Das wichtigste Projektergebnis ist eine alternative Methode (hier als Surrogation v2.0 bezeichnet), die den Bedarf an Rechenressourcen erheblich senkt, indem sie Redundanzen entfernt, die zwar exakte Garantien liefern, in der Praxis jedoch irrelevant sind. Wir erstellten einen Proof-of-Concept auf einem Standard-Laptop mit einem 9-Qubit- 2-Schichten-Modell. Das neue Surrogat benötigte nur 0,3 x 10-9 Prozent der zuvor erforderlichen Information (etwa 10 TB wurden auf nur 16 GB Speicherbedarf reduziert). Dadurch konnten wir das Quantenmodell zur Energieverbrauchsprognose mit vernachlässigbarem Genauigkeitsverlust durch ein Surrogat Modell abbilden. Zudem weist unsere Methode eine lineare statt exponentielle Ressourcenskalierung auf.

© Fraunhofer IKS
Abb. 1: Skalierungseigenschaften des ursprünglichen Surrogationsansatzes im Vergleich zum Ansatz des Fraunhofer IK (v2.0).
Die Forscherinnen und Forscher des Fraunhofer IKS haben die im Labor entwickelte Methode eingehend getestet, Engpässe identifiziert und zu einer praxistauglichen Variante weiterentwickelt (Patentanmeldung eingereicht). Diese Methode ermöglicht die Bereitstellung von QML-Lösungen in der Produktion deutlich einfacher und kostengünstiger. Unser Vorschlag hat breite Anwendungsmöglichkeiten, die über den Energiesektor hinausgehen, etwa in den Sektoren Gesundheit, Mobilität und Verteidigung.
Referenzen
[1] HSBC, "hsbc.com," 25 September 2025. [Online]. Available: https://www.hsbc.com/news-and-.... [Accessed 26 September 2025].

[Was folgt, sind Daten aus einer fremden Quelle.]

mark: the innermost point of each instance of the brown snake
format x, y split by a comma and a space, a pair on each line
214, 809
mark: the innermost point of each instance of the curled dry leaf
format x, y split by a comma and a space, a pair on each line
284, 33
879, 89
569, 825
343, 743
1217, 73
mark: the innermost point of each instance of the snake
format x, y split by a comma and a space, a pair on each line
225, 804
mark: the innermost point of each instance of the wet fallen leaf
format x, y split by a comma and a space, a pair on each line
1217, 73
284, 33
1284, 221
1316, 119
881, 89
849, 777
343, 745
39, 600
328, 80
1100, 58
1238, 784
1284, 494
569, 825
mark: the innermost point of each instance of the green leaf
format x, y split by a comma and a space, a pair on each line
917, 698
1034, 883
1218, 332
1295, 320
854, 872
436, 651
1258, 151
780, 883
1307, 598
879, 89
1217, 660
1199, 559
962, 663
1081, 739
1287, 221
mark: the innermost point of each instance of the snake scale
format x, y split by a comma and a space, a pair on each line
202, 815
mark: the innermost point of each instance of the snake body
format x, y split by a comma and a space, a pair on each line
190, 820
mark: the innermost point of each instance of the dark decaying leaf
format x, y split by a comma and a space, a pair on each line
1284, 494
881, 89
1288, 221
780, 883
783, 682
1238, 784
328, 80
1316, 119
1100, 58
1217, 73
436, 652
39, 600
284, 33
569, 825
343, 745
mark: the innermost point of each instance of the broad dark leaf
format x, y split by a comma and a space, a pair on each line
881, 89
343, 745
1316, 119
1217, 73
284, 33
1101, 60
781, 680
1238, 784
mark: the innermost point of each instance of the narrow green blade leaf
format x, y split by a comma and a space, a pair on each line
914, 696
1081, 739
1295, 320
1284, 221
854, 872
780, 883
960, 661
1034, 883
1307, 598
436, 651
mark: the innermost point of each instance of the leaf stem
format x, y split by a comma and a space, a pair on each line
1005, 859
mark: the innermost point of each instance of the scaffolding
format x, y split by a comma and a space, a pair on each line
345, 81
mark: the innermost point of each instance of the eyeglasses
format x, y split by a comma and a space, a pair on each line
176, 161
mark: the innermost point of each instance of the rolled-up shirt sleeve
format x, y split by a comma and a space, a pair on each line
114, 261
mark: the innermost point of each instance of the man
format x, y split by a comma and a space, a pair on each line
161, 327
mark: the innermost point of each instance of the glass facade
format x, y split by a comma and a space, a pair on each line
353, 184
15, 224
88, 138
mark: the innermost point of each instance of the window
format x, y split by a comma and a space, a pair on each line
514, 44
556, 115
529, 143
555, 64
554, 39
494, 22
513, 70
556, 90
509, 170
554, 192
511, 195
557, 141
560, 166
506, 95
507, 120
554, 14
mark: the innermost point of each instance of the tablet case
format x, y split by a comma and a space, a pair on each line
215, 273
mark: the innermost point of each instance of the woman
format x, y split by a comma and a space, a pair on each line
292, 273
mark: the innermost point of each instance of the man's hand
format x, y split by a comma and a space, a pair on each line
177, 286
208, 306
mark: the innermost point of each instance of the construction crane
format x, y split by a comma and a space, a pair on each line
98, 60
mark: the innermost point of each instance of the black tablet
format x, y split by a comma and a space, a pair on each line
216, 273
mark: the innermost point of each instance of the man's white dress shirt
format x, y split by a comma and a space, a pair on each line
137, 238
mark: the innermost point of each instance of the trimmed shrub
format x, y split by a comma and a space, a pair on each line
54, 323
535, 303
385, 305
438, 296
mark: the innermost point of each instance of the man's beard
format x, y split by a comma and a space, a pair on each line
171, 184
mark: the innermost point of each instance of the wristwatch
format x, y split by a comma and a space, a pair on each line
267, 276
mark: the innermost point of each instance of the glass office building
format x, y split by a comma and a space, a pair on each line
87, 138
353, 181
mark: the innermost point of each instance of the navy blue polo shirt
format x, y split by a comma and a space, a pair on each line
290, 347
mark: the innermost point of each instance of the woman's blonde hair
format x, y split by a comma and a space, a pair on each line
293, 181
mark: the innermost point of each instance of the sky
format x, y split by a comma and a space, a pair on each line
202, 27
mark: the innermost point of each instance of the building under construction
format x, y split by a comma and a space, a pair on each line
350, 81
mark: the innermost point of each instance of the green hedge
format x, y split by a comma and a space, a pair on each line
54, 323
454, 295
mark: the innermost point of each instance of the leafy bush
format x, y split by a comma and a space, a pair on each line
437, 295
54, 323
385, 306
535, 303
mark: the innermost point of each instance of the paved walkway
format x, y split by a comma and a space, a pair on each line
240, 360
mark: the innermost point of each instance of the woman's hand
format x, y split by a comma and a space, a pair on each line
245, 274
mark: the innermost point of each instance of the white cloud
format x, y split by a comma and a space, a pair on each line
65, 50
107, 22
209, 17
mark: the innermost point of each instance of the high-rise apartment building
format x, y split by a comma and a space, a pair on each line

[2] . J. Schreiber, J. Eisert and J. J. Meyer, "Classical Surrogates for Quantum Learning Models," Phys. Rev. Lett., p. 100803, 2023.
[3] P. A. Hernicht, A. Sakhnenko, C. O'Meara, G. Cortiana and J. M. Lorenz, "Enhancing the Scalability of Classical Surrogates for Real-World Quantum Machine Learning Applications," arXiv:2508.06131, 2025.